Driest November in nearly 70 years as lack of rain is set to continue
Published 02/12/2013 | 12:30
Days ‘only fit for ducks and buckets’ were rare for most in Ireland last month, as some parts of the country experienced the driest November in up to nearly 70 years.
Rainfall was below average everywhere expect at Malin Head, with the Phoenix Park station in Dublin experiencing its driest November since 1945.
And it was the same dry weather in the west as Belmullet station in Mayo recorded its driest November in 30 years. Some stations in the East and Midlands reported the least rainfall in 24 to 25 years.
Rainfall in the south and south-east last month meant they recorded their driest ‘thirty days of November’ in five to nine years.
Sunshine was also near or above average in most places, with the exception of Valentia Observatory in Kerry and Shannon Airport in Clare.
Temperatures were below average for the month of November although those lucky enough to be near Johnston Castle in Wexford on November 11 experienced glorious temperatures of nearly 16 degrees.
“The weather was not at all unusual for November,” Met Eireann’s Seamus Walsh told independent.ie.

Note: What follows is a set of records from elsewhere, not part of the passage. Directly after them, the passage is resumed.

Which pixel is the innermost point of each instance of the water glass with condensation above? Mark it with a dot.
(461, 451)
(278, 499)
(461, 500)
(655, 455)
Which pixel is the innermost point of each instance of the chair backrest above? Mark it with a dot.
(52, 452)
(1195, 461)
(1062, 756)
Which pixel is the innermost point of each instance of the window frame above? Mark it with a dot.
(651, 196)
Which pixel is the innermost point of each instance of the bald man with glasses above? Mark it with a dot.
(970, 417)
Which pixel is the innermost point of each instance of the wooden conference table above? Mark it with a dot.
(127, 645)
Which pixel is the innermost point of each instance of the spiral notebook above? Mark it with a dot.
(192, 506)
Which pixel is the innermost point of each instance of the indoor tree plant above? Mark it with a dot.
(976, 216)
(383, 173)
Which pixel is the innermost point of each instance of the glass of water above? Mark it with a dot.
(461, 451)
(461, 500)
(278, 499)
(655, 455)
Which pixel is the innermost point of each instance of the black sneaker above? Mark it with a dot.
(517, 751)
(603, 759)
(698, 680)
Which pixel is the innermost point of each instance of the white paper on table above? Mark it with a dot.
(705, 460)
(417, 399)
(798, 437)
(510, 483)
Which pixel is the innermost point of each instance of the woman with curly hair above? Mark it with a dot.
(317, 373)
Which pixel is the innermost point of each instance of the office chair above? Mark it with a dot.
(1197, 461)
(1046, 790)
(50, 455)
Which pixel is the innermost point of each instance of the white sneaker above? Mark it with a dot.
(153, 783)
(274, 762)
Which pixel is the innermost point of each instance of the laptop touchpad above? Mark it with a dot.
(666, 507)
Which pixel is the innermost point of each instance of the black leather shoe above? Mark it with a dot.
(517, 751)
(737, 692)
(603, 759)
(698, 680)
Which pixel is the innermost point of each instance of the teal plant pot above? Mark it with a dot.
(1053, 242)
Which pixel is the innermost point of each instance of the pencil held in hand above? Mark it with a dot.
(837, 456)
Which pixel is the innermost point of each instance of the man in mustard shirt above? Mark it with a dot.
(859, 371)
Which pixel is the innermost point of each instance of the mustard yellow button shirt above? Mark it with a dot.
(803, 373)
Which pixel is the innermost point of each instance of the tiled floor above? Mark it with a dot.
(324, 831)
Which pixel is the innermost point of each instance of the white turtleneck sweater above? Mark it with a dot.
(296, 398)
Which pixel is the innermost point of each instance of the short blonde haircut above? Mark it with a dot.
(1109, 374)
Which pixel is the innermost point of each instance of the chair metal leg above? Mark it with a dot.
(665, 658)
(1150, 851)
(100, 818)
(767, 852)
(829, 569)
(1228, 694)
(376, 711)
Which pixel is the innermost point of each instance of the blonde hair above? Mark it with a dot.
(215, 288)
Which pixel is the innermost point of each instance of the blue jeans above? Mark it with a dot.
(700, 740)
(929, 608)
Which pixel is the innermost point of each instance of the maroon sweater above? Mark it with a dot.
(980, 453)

“But the most striking element was definitely the dry weather, especially in the east and south-east of the country.”
“This dry weather can be expected to continue for the first week of the month, with temperatures on the cool side of normal and possibly getting a little colder before the weekend.
“Night frost is also expected towards the end of the week,” he added.
And the latest indications for the weekend suggests that we’re in for a cold and dry couple of days with some patchy rain likely at times in coastal areas of the north and west.